Holmes se acercó al escritorio y echó una gota de tinta de cada tintero sobre el papel secante.

—No se escribió en esta habitación —dijo—. Esta tinta es negra, y esta otra morada. Se ha escrito con una pluma gruesa, y las de aquí son finas. No, yo diría que lo escribieron en otra parte. ¿Le dice algo esta inscripción, Ames?

—No, señor, nada.

—¿Qué opina usted, Mac?

—Me da la impresión de que es cosa de alguna sociedad secreta. Lo mismo que la marca del antebrazo.

—Es lo que opino yo también —dijo White Masón.

—Bueno, podemos aceptar eso como hipótesis de trabajo, y veremos hasta dónde nos resuelve las dificultades. Un agente de esa sociedad se introduce en la casa, espera al señor Douglas, le vuela la cabeza con esta arma y escapa vadeando el foso, dejando junto al cadáver una tarjeta que, cuando se mencione en los periódicos, hará saber a los demás miembros de la sociedad que la venganza se ha cumplido. Todo esto concuerda. Pero ¿por qué esta escopeta, entre todas las armas posibles?

—Exacto.

—¿Y por qué ha desaparecido el anillo?

—Eso digo yo.

—¿Y cómo no ha sido detenido? Son ya más de las dos. Doy por supuesto que, desde el amanecer, todos los policías en cuarenta millas a la redonda han estado buscando a un forastero con la ropa mojada.

—Así es, señor Holmes.

—Bien, pues, a menos que tenga un escondrijo por aquí cerca o una muda de ropa, tendrían que haberlo visto. Y sin embargo, hasta ahora no lo han visto.

Holmes se había acercado a la ventana y estaba examinando con su lupa la mancha de sangre del alféizar.

—Es, sin duda, una huella de zapato. Y muy ancha. Yo diría que de un pie deforme. Es curioso, porque, por lo poco que se puede distinguir de las huellas de barro en este rincón, se diría que son de una suela más normal. Aunque, desde luego, están bastante borrosas. ¿Qué hay debajo de esta mesita?

—Las pesas de gimnasia del señor Douglas.

—Una pesa. No hay más que una. ¿Dónde está la otra?

—No lo sé, señor Holmes. Puede que solo hubiera una. Hacía meses que no las veía.

—Una pesa... —dijo Holmes, muy serio.

Pero sus comentarios fueron interrumpidos por una brusca llamada a la puerta. Un hombre alto, tostado por el sol, de aspecto competente y bien afeitado asomó la cabeza y nos miró. Adiviné sin dificultad que aquel era el Cecil Barker del que había oído hablar. Sus ojos autoritarios saltaban con rapidez de un rostro a otro, con una mirada inquisitiva.

—Perdonen que interrumpa su reunión —dijo—, pero tienen que oír la última noticia.

—¿Han detenido a alguien?

—No ha habido tanta suerte, pero han encontrado su bicicleta. El tipo la dejó abandonada. Vengan a verla. Está a menos de cien yardas de la puerta principal.

En el sendero encontramos a tres o cuatro sirvientes y desocupados que examinaban una bicicleta que habían sacado de entre unas matas de siemprevivas, donde alguien la había escondido.

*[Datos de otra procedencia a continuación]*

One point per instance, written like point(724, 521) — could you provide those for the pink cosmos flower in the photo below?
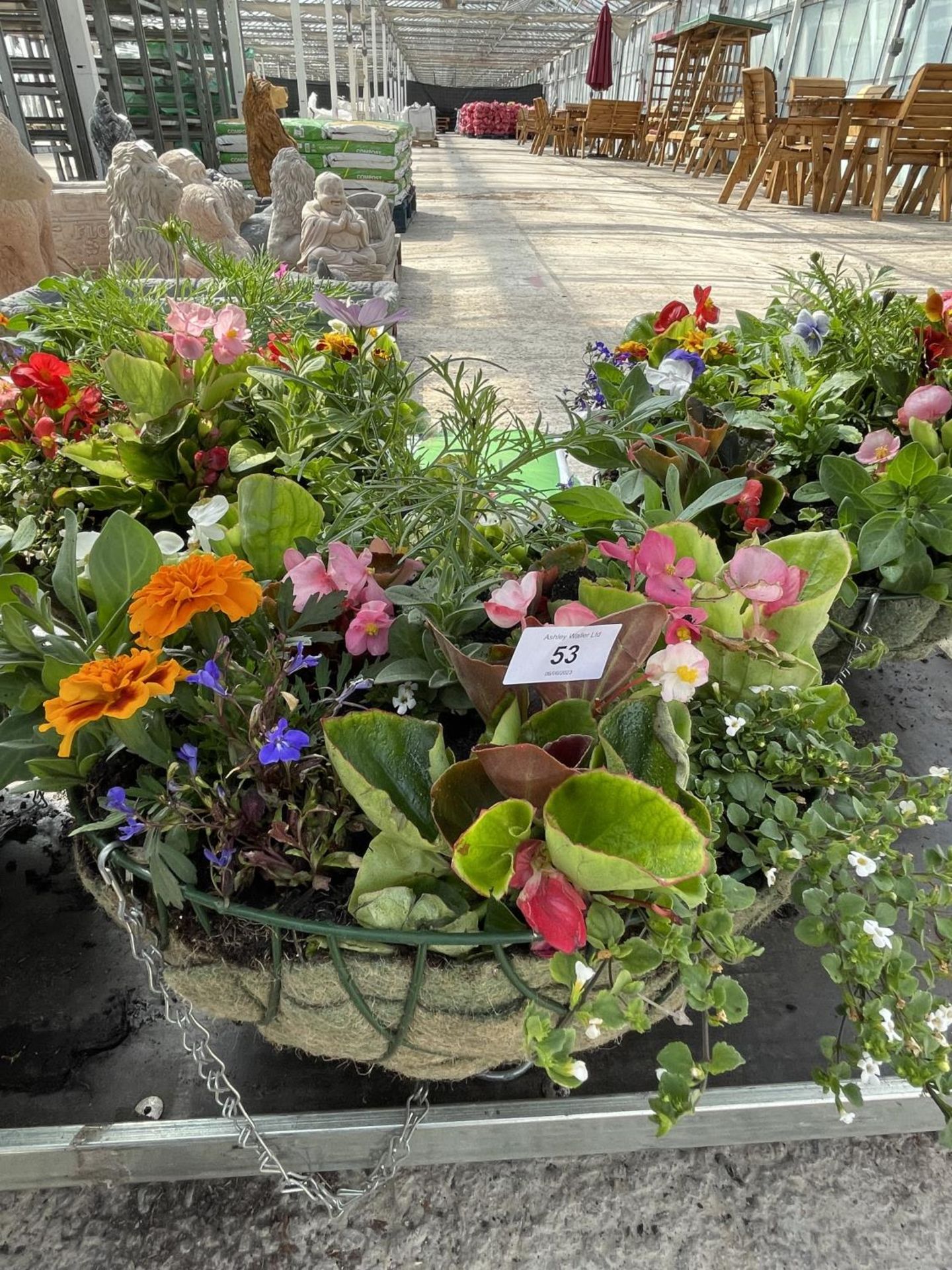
point(656, 560)
point(231, 334)
point(309, 575)
point(930, 403)
point(510, 603)
point(370, 629)
point(680, 669)
point(574, 614)
point(879, 447)
point(684, 625)
point(627, 556)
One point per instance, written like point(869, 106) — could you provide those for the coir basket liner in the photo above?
point(376, 997)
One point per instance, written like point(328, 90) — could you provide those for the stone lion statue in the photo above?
point(141, 192)
point(264, 130)
point(27, 251)
point(292, 186)
point(206, 207)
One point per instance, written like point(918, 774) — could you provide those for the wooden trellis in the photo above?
point(710, 55)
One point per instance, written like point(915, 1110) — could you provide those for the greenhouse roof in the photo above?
point(454, 42)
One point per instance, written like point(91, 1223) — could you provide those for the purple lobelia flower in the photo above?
point(221, 859)
point(282, 745)
point(208, 677)
point(188, 753)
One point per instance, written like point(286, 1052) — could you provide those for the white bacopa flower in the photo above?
point(405, 701)
point(169, 544)
point(869, 1070)
point(889, 1025)
point(583, 973)
point(205, 517)
point(865, 865)
point(880, 935)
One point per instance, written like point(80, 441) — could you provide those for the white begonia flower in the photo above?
point(169, 544)
point(889, 1025)
point(880, 935)
point(865, 865)
point(583, 973)
point(939, 1020)
point(869, 1070)
point(673, 375)
point(85, 541)
point(205, 517)
point(405, 701)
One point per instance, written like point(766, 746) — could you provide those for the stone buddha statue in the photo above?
point(335, 233)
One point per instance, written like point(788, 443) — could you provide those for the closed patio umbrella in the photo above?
point(600, 73)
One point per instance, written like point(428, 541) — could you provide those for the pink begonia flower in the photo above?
point(350, 573)
point(574, 614)
point(684, 625)
point(680, 669)
point(627, 556)
point(231, 334)
point(187, 318)
point(309, 575)
point(930, 403)
point(370, 629)
point(656, 560)
point(879, 447)
point(510, 603)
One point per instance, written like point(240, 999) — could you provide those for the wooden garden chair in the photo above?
point(795, 157)
point(920, 140)
point(760, 98)
point(597, 127)
point(626, 134)
point(717, 135)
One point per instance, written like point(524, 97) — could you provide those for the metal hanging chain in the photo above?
point(858, 644)
point(196, 1040)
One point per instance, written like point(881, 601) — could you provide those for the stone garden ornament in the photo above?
point(206, 206)
point(292, 186)
point(108, 128)
point(335, 233)
point(141, 192)
point(27, 252)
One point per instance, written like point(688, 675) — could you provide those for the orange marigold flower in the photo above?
point(114, 689)
point(335, 342)
point(201, 583)
point(634, 349)
point(694, 342)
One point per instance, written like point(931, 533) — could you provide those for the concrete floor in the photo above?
point(521, 261)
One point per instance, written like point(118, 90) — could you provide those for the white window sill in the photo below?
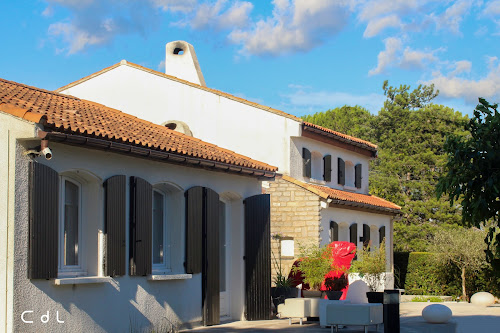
point(82, 280)
point(315, 181)
point(166, 277)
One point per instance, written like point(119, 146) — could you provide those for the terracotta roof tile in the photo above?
point(340, 135)
point(348, 197)
point(69, 114)
point(344, 137)
point(174, 78)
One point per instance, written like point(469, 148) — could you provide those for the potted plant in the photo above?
point(370, 266)
point(282, 288)
point(314, 264)
point(334, 286)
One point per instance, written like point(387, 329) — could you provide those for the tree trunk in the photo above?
point(464, 294)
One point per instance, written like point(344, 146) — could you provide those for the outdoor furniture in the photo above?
point(299, 308)
point(354, 314)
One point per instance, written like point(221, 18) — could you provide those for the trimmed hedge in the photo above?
point(424, 277)
point(418, 274)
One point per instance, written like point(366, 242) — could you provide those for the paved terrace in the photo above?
point(468, 318)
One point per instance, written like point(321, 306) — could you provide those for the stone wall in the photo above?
point(295, 212)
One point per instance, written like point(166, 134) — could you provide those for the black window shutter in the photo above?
point(257, 257)
point(327, 168)
point(115, 202)
point(381, 234)
point(194, 226)
point(211, 260)
point(306, 159)
point(341, 171)
point(334, 231)
point(43, 222)
point(366, 235)
point(357, 173)
point(141, 224)
point(353, 233)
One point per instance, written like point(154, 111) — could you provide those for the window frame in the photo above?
point(166, 266)
point(70, 270)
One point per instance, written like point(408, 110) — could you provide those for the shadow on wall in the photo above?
point(121, 306)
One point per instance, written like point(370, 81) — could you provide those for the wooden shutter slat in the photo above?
point(257, 257)
point(327, 168)
point(306, 161)
point(211, 259)
point(141, 210)
point(43, 222)
point(341, 171)
point(357, 175)
point(115, 202)
point(194, 229)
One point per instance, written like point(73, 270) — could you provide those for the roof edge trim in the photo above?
point(158, 155)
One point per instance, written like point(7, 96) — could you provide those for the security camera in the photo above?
point(47, 153)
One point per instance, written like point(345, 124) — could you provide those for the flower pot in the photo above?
point(333, 295)
point(311, 293)
point(375, 296)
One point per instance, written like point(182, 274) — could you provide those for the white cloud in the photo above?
point(305, 101)
point(217, 15)
point(492, 8)
point(453, 16)
point(394, 56)
point(76, 38)
point(416, 59)
point(93, 22)
point(462, 66)
point(183, 6)
point(468, 89)
point(387, 57)
point(376, 26)
point(296, 25)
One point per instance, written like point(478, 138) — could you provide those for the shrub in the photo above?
point(424, 277)
point(370, 265)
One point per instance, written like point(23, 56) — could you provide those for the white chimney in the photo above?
point(181, 62)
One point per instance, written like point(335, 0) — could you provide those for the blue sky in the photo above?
point(299, 56)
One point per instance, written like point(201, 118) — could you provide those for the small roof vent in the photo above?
point(181, 62)
point(178, 126)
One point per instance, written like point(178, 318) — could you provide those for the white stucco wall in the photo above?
point(126, 303)
point(230, 124)
point(322, 149)
point(11, 128)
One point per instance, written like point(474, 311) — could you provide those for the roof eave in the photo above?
point(158, 155)
point(386, 210)
point(332, 136)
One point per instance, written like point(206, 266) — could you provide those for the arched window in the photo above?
point(160, 246)
point(316, 165)
point(70, 230)
point(167, 229)
point(334, 231)
point(349, 174)
point(80, 224)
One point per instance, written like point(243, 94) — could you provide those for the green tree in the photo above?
point(461, 248)
point(411, 133)
point(473, 174)
point(351, 120)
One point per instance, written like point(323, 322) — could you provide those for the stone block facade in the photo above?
point(295, 213)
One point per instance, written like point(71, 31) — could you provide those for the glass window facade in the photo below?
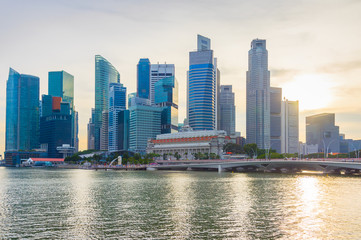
point(143, 78)
point(105, 74)
point(22, 112)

Era una Rudge-Whitworth bastante usada y con abundantes salpicaduras de barro, como si hubiera hecho un viaje muy largo. En el cajetín del sillín había una llave de tuerca y una lata de aceite, pero ninguna pista del propietario.

—Sería de gran ayuda para la Policía —dijo el inspector— que estos chismes estuvieran numerados y registrados. Pero ya podemos dar las gracias por haber encontrado esto. Si no conseguimos descubrir dónde ha ido, al menos es probable que averigüemos de dónde vino. Pero, por todos los santos del cielo, ¿cómo es que ese hombre se la dejó aquí? ¿Y cómo diablos ha conseguido escapar sin ella? Parece que no sacamos nada en claro de este caso, señor Holmes.

—¿Ah, no? —respondió mi amigo, pensativo—. No diría yo tanto.